Kedewasaan demokratis tercermin dalam kesanggupan sikap insan untuk melihat masalah di
lingkungannya, menganalisanya, mengambil keputusan dan berani melaksanakan pilihannya secara
bertanggung jawab.

Ketiga, perlu terjadinya fungsionalisasi atau refungsionalisasi lembaga-lembaga pemerintah


dan lembaga-lembaga masyarakat. Suatu sistem kehidupan mempunyai bagian-bagian yang
menjalankan fungsinya masing-masing. Tidak berfungsinya satu bagian akan mengganggu kelancaran
seluruh sistem, sehingga tidak berjalan secara wajar. Namun beban yang berlebihan pada satu
bagian akan mengganggu pula arus gerak sistem secara keseluruhan. Diperlukan kooperasi dan
koordinasi yang hidup dan seimbang di antara bagian-bagian sistem masyarakat.

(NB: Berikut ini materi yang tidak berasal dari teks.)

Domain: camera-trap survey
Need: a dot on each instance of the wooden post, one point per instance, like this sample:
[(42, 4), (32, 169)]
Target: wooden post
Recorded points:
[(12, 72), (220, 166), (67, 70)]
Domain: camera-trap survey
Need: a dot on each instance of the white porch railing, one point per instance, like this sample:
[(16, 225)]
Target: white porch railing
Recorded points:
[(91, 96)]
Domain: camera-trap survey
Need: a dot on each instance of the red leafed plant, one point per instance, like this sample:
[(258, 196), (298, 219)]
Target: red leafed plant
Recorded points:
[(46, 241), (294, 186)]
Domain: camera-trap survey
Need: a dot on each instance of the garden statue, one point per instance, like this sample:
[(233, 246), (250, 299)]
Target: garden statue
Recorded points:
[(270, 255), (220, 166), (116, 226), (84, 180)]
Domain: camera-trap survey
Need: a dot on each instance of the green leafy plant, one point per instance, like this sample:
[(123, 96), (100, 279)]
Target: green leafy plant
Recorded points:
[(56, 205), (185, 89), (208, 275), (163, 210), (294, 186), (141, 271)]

Keempat, perlu dilaksanakan institusionalisasi nilai-nilai, yang membuat seluruh mekanisme


masyarakat berjalan dengan wajar dan sehat. Kekuatan dan dinamika kehidupan masyarakat tercipta
bukan saja dalam penghayatan nilai-nilai yang luhur, melainkan harus disertai dengan pelembagaan
nilai-nilai luhur tersebut dalam berbagai bidang kehidupan, sehingga terjadi hubungan yang saling
mendukung antara aktor (sebagai pelaku) dan struktur (sebagai jaringan yang mengondisikannya).

VI. Penutup

Pembangunan sebagai pengamalan Pancasila harus mampu menciptakan pertumbuhan dan


kemajuan bagi seluruh bangsa secara terpadu. Keterpaduan ditentukan oleh wawasan yang mampu
membuat keseluruhan pembangunan bermakna bagi bangsa Indonesia. Ini berarti bahwa
pembangunan ekonomi merupakan bagian dari keseluruhan perencanaan sosial, sedangkan
perencanaan sosial diletakkan dalam konteks strategi kebudayaan. Dengan demikian terhindarlah
kekhawatiran bahwa pembangunan tumbuh menjadi ideologi tersendiri.